# fluorocarbon leader???



## straightbreaming (Oct 1, 2011)

Hi everyone,    im new to the forum so i thought i'd post a topic about something that i stumbled across recently. I'm looking for insight and past experiences with fluorocarbon leader, specifically 4lb for targeting bream. So whats your fav brand, have you had problems with a particular brand etc.
What do u guys think of sunline, black magic, yo-zuri and berkley (sensei). I know people have personal preferences but i want to isolate one or two brands that are most popular and the cheap ones that fail to work :shock: 
thanks heaps  
jack


----------



## Squidder (Sep 2, 2005)

Sunline FC Rock fluoro has been good to me in 4lb as leader material, and is well priced IMO (~$20-25 for 100m)


----------



## GT79 (Mar 4, 2011)

Hi and welcome.
I am fairly new to Fluorocarbon also.
Biggest thing I have found is that different ones seem to work better with different knots . . . Particularly in the lighter stuff.
So experiment until you find what suits you and the line you are using.

GT79


----------



## BIGKEV (Aug 18, 2007)

I use Nitlon and have always been happy with it. Have tried others such as black magic, yamatoyo etc but for some reason continue to go back to the Nitlon now, maybe it has a nicer packaging.....


----------



## kayakone (Dec 7, 2010)

New to fluorocarbon too, but just bought some 
System Leader FC 100.....100m for $ 49.95 Breaking Strain: 20lb From Tacklewarehouse (bet you it's in my post box tomorrow).

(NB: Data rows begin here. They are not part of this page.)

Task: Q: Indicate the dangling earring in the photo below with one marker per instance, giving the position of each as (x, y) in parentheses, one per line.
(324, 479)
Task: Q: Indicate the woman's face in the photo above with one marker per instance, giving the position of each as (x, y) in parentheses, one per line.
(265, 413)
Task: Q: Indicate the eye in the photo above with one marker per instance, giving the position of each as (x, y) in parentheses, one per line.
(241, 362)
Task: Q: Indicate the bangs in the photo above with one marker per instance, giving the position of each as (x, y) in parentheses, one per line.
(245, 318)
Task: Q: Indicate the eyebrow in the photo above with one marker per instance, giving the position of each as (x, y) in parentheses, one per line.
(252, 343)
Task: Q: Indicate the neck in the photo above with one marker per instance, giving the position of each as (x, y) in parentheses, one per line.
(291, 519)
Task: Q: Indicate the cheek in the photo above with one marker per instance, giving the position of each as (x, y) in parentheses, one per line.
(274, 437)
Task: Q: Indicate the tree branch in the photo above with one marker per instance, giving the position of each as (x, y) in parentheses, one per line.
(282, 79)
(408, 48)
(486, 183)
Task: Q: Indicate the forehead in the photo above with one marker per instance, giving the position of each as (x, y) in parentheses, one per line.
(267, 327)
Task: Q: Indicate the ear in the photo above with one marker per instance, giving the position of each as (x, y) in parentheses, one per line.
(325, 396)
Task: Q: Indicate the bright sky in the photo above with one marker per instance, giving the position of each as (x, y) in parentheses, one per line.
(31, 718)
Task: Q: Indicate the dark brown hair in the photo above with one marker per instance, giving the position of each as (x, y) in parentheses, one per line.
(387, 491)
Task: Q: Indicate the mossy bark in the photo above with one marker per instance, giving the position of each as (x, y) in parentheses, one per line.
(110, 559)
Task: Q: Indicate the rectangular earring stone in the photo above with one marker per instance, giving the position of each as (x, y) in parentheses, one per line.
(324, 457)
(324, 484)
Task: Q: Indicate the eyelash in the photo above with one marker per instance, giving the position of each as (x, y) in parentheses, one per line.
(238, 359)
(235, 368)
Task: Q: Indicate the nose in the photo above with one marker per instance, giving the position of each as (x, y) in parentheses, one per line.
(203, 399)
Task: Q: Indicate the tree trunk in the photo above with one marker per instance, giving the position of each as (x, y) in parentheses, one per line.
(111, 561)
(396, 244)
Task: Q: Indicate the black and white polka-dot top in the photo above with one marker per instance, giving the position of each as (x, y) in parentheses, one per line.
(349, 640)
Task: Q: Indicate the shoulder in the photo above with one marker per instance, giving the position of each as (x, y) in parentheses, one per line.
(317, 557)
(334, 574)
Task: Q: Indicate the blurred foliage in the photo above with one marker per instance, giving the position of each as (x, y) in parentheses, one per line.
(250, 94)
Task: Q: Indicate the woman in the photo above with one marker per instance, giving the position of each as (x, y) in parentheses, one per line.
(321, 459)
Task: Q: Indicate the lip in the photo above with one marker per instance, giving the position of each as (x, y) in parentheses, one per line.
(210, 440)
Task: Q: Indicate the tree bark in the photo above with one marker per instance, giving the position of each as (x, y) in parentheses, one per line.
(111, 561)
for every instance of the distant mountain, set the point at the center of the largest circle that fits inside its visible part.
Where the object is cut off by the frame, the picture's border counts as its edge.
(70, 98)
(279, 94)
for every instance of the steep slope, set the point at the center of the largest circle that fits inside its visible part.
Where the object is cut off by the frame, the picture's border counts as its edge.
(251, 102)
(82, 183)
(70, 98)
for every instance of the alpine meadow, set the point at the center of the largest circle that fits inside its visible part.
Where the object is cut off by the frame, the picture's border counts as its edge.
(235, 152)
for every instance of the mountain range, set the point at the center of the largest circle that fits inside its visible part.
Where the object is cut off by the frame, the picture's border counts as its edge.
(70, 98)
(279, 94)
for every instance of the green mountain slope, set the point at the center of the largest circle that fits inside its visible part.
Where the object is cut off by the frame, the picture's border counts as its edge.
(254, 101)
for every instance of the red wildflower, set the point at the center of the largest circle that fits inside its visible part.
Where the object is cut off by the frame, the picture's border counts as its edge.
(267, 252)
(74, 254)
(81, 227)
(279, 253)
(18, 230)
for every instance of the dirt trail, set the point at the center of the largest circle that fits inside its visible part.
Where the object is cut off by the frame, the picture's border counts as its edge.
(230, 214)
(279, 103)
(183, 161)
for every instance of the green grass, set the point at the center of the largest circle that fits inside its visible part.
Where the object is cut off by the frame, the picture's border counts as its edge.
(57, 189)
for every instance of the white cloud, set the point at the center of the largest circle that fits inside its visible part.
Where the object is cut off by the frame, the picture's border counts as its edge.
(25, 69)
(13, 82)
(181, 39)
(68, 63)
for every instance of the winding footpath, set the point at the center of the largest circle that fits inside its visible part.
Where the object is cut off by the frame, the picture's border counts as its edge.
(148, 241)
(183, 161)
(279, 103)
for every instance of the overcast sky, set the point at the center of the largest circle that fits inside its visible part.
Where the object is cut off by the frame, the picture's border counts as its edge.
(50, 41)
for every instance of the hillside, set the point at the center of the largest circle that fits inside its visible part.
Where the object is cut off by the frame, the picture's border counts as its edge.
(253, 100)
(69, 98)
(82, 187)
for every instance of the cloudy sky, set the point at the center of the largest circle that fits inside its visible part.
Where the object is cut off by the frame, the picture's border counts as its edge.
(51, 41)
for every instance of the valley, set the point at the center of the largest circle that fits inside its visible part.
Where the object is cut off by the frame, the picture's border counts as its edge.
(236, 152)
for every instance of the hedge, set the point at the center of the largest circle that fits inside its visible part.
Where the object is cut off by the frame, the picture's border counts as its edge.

Much heavier than your app, but I'll let you know if it improves the catch rate. After all, that's what it's about. It's also supposed to be better abrasion resistant than monofilament.

Cheers


----------



## Scott (Aug 29, 2005)

I am partial to Yamatoyo Famel Rockfish for around structure as it has excellent abrasion resistance and Yamatoyo Famel Trout for on the flats as it is thinner and softer but has far less abrasion resistance. Prior to this i was quite happy with FC Rock but think the Rockfish is a little bit tougher.


----------



## Evoids (Jan 10, 2009)

I like the sunline FC rock fluro and black magic both in 4lb. But if you dont want to break the bank I've used the Rovex fluro and its cheap as compared to others but still works. You can get a spool from K-mart or big W for around $8. The lightest weight it comes in is 6lb though. I've used the rovex stuff plenty when conditions allowed and found it works just as well as the others.


----------



## FHM (Mar 21, 2008)

BIGKEV said:


> I use Nitlon and have always been happy with it. Have tried others such as black magic, yamatoyo etc but for some reason continue to go back to the Nitlon now, maybe it has a nicer packaging.....


+1 to Nitlon Fluorocarbon Leader, I have them in size 4lb right up to 30lb.


----------



## wadefishes (May 8, 2011)

i used 4 lb berkley sensei the other the day its great, sensitive but make sure you use the albright knot because the knot snaps if you are using a double uni or slim beauty.


----------



## mikey1 (Sep 21, 2011)

Hi Jack,

I have used 6 and 10lb in Berkley Vanish, with no dramas.

Recently, I have been using 4lb for bream, whiting, flathead etc and 16lb for Jewies and Snapper in the Sunline FC rock and have been very impressed with it.

Cheers,
Mike


----------



## punchanello (Oct 6, 2011)

Unless I'm fishing racks or heavy structure I usually stick with a 3 lb Nitlon or Sunline varieties. I go heavier when there's rough terrain.

In response to Occy's post, I also believe that there is a lot of wank that goes on in marketing fishing products. Especially in those areas with a tournament scene.

But, I do genuinely see a difference with some of the more expensive products. In there's a genuine difference in terms of abrassion resistance, visibility, diameter or strength I will pay the extra five bucks or so.


----------



## Bream2nv (Jun 19, 2011)

Sunline FC Rock all the way!


----------



## actionsurf (Jul 8, 2010)

If it's good enough for Greg L and Tristan T, it's good enough for me. Sunline FC Rock.


----------



## Nativeman (Sep 6, 2005)

Just looked, FC Rock..good stuff.


----------